Appellate Division of the Supreme Court of New York, First Department
Dec 7, 1934
242 App. Div. 516 (N.Y. App. Div. 1934)


December 7, 1934.

Appeal from Court of General Sessions of the County of New York.

Abraham Abramowitz, for the appellant Harold Robins.

Louis Glickhouse, for the appellant Andrea Gras.

Vincent A. Catoggio, Jr., Deputy Assistant District Attorney, of counsel [ William Copeland Dodge, District Attorney], for the respondent.

During the strike of the Amalgamated Food Workers Union, the complainant Bonnofoux was assaulted by five men near his home on West Thirteenth street in the city of New York. The assault took place on February 15, 1934, at six A.M. As a result he suffered a temporary collapse and subsequently lost an eye. Bonnofoux is sixty-eight years old and was a non-union baker, working in the Downtown Athletic Club. After the assault he told detectives that on the night of Monday, the twelfth of February, two men had called on him and had requested him to go to union headquarters. Bonnofoux said he had refused. Bonnofoux also said that he recognized two of the men who assaulted him as the men who had visited him on the night of the twelfth. He finally identified the defendants Robins and Gras as the men who had called upon him. He had some difficulty in identifying Gras, though Gras had worked in the same kitchen with him for six months. Bonnofoux was the only witness who claimed to identify the defendants.

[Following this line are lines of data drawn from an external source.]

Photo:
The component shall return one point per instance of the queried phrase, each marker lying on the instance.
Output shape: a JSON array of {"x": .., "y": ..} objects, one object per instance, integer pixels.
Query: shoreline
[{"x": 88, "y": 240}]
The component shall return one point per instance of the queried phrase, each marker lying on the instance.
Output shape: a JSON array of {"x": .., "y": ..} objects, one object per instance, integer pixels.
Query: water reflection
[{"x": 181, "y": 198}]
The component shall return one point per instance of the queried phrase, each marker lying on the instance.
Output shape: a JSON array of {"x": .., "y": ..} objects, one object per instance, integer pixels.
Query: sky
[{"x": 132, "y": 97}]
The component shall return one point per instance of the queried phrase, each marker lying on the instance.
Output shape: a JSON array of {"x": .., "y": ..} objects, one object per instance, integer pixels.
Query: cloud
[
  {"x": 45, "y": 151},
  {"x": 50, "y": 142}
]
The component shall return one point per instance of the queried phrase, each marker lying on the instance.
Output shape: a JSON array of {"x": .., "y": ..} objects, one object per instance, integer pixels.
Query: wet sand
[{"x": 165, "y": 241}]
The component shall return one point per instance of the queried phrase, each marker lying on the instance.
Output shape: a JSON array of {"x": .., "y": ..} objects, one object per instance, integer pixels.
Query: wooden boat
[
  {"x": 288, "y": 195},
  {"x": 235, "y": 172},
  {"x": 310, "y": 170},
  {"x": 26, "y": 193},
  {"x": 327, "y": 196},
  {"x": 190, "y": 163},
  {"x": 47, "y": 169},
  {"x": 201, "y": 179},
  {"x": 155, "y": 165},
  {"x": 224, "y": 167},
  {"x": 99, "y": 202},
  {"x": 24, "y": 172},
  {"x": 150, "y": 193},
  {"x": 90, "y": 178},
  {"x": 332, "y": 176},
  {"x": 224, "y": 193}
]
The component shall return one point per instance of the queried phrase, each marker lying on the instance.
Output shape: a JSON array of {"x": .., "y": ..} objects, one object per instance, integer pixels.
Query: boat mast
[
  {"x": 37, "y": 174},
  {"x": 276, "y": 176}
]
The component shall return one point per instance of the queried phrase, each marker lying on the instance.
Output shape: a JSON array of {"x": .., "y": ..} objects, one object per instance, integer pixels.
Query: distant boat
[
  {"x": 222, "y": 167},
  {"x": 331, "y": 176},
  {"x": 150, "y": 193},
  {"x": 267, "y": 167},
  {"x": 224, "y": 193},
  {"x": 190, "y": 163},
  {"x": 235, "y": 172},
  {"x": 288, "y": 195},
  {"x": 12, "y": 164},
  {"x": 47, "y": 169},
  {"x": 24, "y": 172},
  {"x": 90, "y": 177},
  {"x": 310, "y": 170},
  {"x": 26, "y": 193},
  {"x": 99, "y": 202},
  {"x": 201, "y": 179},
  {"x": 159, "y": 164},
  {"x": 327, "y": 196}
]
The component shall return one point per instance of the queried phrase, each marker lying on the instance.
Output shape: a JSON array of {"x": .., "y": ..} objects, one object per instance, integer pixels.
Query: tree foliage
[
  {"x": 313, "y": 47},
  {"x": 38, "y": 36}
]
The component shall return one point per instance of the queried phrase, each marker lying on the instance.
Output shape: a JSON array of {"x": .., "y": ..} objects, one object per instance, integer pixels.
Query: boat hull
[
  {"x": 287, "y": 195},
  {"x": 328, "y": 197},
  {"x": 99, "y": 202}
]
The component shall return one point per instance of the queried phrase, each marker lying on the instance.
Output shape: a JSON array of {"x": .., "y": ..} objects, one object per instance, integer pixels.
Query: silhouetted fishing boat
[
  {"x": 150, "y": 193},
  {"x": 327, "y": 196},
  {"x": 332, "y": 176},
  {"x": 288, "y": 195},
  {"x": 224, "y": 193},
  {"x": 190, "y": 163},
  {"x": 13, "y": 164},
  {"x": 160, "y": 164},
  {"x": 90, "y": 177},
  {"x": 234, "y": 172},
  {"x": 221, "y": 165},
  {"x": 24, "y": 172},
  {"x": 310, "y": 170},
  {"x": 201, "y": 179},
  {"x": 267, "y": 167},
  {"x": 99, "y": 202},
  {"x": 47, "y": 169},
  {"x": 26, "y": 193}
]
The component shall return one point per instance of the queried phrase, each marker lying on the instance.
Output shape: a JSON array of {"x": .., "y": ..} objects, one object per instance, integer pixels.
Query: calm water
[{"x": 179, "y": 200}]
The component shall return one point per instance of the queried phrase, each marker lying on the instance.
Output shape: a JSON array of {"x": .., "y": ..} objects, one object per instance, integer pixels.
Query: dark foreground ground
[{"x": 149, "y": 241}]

The defenses were alibis. Gras says that on the morning of the assault he slept until eleven A.M. A witness named LeRoy testified that he went to Gras' house to get him up that day. Robins also claimed that he did not arise on the morning of the assault until eleven o'clock and had not previously gone out of the house at any time. The witness Friedman testified that he slept in the same room with Robins on the night of the fourteenth and that Robins was still there when he left for work at about eight-fifteen A.M.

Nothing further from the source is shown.